Location
- High Desert, California United States

District information
- Type: School District
- Grades: K-12
- Established: 1982
- Superintendent: Dr. Ryan Holman
- Asst. superintendent(s): Allan Miller Dennis Zimmerman Robert Chacon
- Schools: 12<
- Budget: $82,737,875.00 (2017–2018)
- NCES District ID: 0636970

Students and staff
- Students: 7,150
- Teachers: 470

Other information
- Website: www.snowlineschools.com

= Snowline Joint Unified School District =

School district in California

The Snowline Joint Unified School District (SJUSD) is the school district for part of the Victor Valley in the Mojave Desert and northeastern San Gabriel Mountains, located within San Bernardino County, California.

The district extends into Los Angeles County.

The school district includes all of the Wrightwood, Phelan, and Piñon Hills census-designated places, as well as portions of the municipalities of Hesperia and Victorville and a portion of the Oak Hills CDP. The district has 11 schools, 2 high schools, 3 middle schools, 5 elementary schools and 1 K-8 school.

== History ==
The SJUSD is a combination of local school districts and schools, including: the Wrightwood School District, Phelan School District, Serrano High School, and the Chaparral Continuation High School from the Victor Valley Union High School District.

Seven schools have opened since the unification: Five K-5 elementary schools; one K-8 school of choice; two 6-8 middle schools; one K-12 independent study school, and one 7-12 community day school.

== Schools ==
=== High schools ===
==== Serrano High ====
Serrano High School, located in Phelan, is the main high school for the district. This is the high school for most students coming from Piñon Mesa Middle School, Quail Valley Middle School, and Heritage K-8 school.

==== Chaparral High ====
Chaparral High School, located in Phelan, is a Non-Traditional high school offering Career Technical Education (CTE) for students whose primary goals are to enter the work force upon graduation, for those with alternative home settings (students work to support family) or those who want an accelerated graduation timeline.

=== Middle schools ===
==== Piñon Mesa ====

Piñon Mesa Middle School is the middle school for Wrightwood, Phelan and Piñon Hills. This is the middle school for Wrightwood Elementary, Piñon Hills Elementary and Phelan Elementary.

==== Quail Valley ====

Quail Valley Middle School is the middle school for the area east of Lone Pine Canyon Road and west of Victorville. This middle school is usually for students who went to Baldy Mesa Elementary and Vista Verde Elementary.

==== Heritage K-8 ====
Heritage K-8 school is a request-only school that services all of the district. Students from all middle schools and elementary schools are admitted if they meet grade qualifications.
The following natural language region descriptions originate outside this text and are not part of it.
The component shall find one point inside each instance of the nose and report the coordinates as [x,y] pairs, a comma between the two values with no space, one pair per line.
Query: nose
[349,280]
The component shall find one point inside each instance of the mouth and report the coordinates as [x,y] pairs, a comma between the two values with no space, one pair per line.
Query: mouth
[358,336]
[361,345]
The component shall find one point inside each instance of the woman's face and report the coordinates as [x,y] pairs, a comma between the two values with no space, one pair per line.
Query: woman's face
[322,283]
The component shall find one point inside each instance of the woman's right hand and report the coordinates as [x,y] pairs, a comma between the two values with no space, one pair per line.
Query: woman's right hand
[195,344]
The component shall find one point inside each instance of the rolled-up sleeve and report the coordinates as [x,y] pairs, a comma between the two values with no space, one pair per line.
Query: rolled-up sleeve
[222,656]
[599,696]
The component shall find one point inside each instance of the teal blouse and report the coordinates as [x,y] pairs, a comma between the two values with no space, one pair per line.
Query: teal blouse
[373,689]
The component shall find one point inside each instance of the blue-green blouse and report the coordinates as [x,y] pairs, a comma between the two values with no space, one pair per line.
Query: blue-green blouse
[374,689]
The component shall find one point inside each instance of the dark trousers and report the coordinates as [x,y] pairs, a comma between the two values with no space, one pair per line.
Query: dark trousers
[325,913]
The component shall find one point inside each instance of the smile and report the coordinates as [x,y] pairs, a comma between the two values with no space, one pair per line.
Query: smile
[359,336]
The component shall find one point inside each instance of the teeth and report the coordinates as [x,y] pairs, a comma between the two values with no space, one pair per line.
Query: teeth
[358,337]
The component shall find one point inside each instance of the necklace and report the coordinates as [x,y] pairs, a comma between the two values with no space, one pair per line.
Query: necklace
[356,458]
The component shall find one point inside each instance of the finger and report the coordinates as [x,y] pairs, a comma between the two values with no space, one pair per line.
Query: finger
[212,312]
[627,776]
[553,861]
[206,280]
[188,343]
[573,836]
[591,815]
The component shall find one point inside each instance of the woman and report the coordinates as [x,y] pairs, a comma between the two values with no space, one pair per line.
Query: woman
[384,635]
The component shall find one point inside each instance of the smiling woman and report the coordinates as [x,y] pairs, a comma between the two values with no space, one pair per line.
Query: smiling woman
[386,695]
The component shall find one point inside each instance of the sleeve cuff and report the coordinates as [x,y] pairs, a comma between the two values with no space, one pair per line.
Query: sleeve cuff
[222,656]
==== Eagle Summit Community Day ====
Eagle Summit Community Day school is a middle/high school for students who have been arrested or expelled and/or whose behavior is not satisfactory for a normal school environment.

=== Elementary schools ===
- Wrightwood Elementary —is the only school in Wrightwood.
- Phelan Elementary —is one of Phelan's elementary schools.
- Piñon Hills Elementary — the elementary school for Piñon Hills and the West Cajon Valley.
- Baldy Mesa Elementary — for the areas around Baldy Mesa.
- Vista Verde Elementary School — serving the surrounding neighborhood of the same name.